The late 1940s had been fraught with strikes that reduced families to cooking meals over fires in the backyards of blacked-out houses. A person in their early thirties in 1950 looked forward to a future of dark possibilities. Nuclear obliteration of the human race and a conviction that World War III would inevitably break out between the Communist world, which now included China, and the West, deprived people of sleep.
On New Year’s Eve in 1949 the Women’s Weekly wrote, ‘This year brings in the fifties—the second half of the too noisy, too speedy, troublesome twentieth century. What will they be known as, these fifties? The lucky fifties would be nice to live in.’ But there was no guarantee they’d be lucky.
In December 1949, an election took place that would introduce a quarter of a century of conservative rule. People were sick of the hardships and shortages that continued post war. They felt overregulated and underprovided-for. The time for Menzies’ ‘forgotten people’, the honest earning middle class, had come. The election occurred in the year of the triumph of Communism in China, and the threat of international Communism had produced a great political shift,
well exploited by Menzies and his party.
This author can remember that, for the first time in his experience, classmates ran around the playground extolling Menzies. The interesting thing was that this was a Christian Brothers school, and the children came from forebears who had been solidly Labor. The year 1949 seemed to be the end of the automatic marriage between Catholics and the Labor Party. The 1950s were certainly an era in which the number of middle-class occupations expanded; Catholics were part of that movement and many of them wanted the offered security of a Menzies government. Menzies was ready to be harder on Communism than Chifley or Evatt seemed to be, and so a new Catholic–Coalition alliance was born.

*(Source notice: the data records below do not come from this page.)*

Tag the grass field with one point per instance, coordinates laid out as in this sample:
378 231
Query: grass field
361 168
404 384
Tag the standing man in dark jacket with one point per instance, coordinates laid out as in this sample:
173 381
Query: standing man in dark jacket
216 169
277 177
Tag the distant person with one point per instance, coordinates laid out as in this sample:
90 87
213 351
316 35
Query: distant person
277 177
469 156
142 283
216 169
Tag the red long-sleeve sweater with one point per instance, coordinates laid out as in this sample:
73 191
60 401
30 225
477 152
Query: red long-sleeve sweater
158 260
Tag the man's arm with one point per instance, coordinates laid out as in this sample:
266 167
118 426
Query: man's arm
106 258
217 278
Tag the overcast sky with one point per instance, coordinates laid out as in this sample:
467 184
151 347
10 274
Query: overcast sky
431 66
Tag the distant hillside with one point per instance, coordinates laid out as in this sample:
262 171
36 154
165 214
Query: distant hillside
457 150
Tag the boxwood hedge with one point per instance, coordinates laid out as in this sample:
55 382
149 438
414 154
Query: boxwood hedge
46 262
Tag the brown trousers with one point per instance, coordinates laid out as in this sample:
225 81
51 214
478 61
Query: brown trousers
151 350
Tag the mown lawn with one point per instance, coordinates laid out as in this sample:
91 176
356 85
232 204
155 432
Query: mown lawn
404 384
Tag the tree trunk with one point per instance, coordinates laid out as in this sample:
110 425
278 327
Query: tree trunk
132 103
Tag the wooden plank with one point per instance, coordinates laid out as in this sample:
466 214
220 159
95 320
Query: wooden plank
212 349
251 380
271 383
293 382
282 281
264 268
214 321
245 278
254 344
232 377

Historian Russel Ward claims that on election night in the richer suburbs of the great cities, many normally conservatively behaved citizens turned up the volume on their radios so that the news of Menzies’ success reverberated through the streets. After all that hectic industrial unrest, they had no doubt their champion had come.
Yet there were still the shortages and high prices for goods that had helped end Chifley’s prime ministership. By 1956 a quarter of homes in Melbourne, Sydney and Brisbane still had no refrigerator, two-thirds had no hot running water, and three-quarters did not have hot water in the laundry.
Indeed, by the time of the Petrov or Russian Spy election in May 1954, the economy had been through a low period. There was argument about whether it was inflationary or heading for a depression. Credit was scarce, and the share market had fallen. Twenty per cent fewer people were attending the races, which in those days of horse-racing mania was a genuine indicator of economic hardship.